Why is PostgreSQL 9.1 not using index for simple equality select

Поиск
Список
Период
Сортировка
От Yang Zhang
Тема Why is PostgreSQL 9.1 not using index for simple equality select
Дата
Msg-id CAKxBDU8u8sOWy-hSoM7YCR-AhzbN+cYFpS0oc-s0yJbXg2uG_Q@mail.gmail.com
обсуждение исходный текст
Ответы Re: Why is PostgreSQL 9.1 not using index for simple equality select
Re: Why is PostgreSQL 9.1 not using index for simple equality select
Список pgsql-general
Any hints with this question I had posted to SO?

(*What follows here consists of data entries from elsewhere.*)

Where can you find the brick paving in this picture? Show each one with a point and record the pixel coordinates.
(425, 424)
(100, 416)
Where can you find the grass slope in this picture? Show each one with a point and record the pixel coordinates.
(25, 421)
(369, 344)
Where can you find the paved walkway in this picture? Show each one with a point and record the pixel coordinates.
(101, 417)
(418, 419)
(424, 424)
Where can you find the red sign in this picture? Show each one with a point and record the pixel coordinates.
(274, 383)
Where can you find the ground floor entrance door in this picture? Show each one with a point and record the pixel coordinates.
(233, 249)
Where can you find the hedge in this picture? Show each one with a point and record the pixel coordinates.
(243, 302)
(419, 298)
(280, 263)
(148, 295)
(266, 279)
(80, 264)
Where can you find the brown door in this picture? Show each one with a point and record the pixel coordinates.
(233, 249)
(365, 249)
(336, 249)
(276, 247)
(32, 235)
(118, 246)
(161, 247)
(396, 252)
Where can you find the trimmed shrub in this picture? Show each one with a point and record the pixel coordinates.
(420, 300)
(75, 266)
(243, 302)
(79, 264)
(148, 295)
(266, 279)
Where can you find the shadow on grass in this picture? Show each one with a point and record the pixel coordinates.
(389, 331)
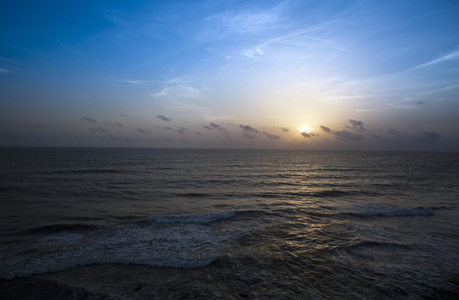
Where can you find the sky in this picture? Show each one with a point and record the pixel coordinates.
(334, 75)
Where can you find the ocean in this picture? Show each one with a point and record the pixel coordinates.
(103, 223)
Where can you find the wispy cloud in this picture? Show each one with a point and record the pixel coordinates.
(163, 117)
(284, 129)
(325, 128)
(142, 130)
(213, 126)
(88, 120)
(446, 57)
(249, 129)
(96, 130)
(271, 136)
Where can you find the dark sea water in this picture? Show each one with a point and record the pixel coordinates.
(227, 224)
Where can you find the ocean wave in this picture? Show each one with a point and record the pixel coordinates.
(180, 242)
(362, 245)
(81, 171)
(367, 210)
(203, 218)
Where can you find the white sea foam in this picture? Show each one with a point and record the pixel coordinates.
(204, 218)
(182, 243)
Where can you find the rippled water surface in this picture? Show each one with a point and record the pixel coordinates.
(169, 223)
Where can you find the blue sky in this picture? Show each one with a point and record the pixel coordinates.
(380, 75)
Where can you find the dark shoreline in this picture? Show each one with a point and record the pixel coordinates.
(118, 281)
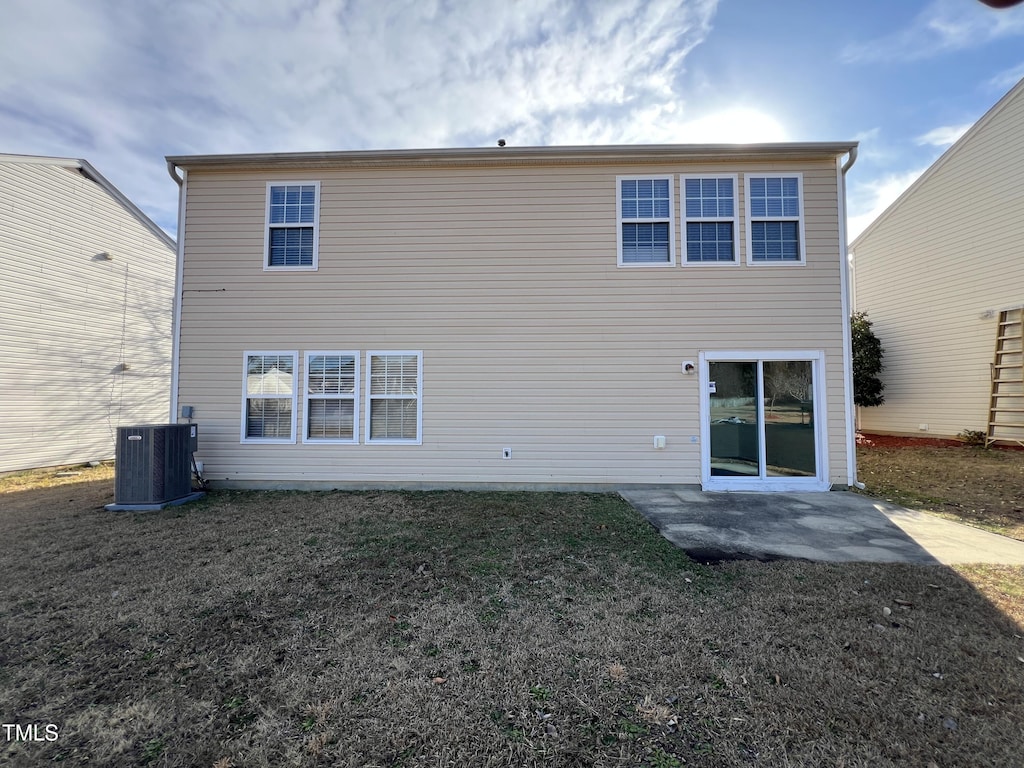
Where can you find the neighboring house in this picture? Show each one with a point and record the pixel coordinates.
(940, 273)
(86, 296)
(517, 317)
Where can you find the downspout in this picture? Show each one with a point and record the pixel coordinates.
(845, 288)
(182, 182)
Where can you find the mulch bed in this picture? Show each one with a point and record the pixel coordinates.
(890, 440)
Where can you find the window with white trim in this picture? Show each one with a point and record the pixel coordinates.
(709, 219)
(646, 228)
(775, 221)
(332, 397)
(292, 225)
(268, 397)
(393, 396)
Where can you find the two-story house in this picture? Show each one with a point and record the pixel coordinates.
(561, 316)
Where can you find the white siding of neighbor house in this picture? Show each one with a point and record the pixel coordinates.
(531, 337)
(69, 320)
(935, 270)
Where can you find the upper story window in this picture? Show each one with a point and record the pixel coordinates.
(332, 397)
(292, 225)
(268, 397)
(710, 219)
(775, 221)
(646, 231)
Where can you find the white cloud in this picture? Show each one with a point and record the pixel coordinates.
(1006, 80)
(944, 135)
(942, 27)
(875, 198)
(123, 83)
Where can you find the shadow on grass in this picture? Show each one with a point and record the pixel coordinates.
(386, 629)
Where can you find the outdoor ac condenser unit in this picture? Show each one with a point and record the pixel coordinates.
(153, 463)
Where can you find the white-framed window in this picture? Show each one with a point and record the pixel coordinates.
(646, 220)
(332, 397)
(774, 218)
(292, 229)
(709, 205)
(268, 396)
(393, 394)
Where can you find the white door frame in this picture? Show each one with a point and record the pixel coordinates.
(792, 484)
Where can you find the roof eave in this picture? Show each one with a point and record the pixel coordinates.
(518, 155)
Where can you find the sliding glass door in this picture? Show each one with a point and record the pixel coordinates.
(760, 422)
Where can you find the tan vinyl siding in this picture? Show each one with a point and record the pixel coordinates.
(934, 266)
(531, 337)
(68, 318)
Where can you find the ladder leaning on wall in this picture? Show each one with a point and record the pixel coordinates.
(1006, 411)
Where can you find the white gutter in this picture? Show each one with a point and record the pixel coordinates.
(845, 287)
(182, 182)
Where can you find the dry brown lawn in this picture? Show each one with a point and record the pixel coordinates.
(979, 486)
(457, 629)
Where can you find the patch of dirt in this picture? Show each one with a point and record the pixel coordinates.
(455, 629)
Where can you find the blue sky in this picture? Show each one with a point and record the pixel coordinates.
(122, 83)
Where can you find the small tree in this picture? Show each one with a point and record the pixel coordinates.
(867, 365)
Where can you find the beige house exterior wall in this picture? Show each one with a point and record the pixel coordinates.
(69, 317)
(934, 271)
(504, 274)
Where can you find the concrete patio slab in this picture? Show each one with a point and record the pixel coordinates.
(826, 527)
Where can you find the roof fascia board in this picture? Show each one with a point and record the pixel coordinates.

http://stackoverflow.com/questions/15965785/why-is-postgresql-9-1-not-using-index-for-simple-equality-select

Pasted here as well.  Thanks.

My table `lead` has an index:

    \d lead
    ...
    Indexes:
        "lead_pkey" PRIMARY KEY, btree (id)
        "lead_account__c" btree (account__c)
        ...
        "lead_email" btree (email)
        "lead_id_prefix" btree (id text_pattern_ops)

Why doesn't PG (9.1) use the index for this straightforward equality
selection?  Emails are almost all unique....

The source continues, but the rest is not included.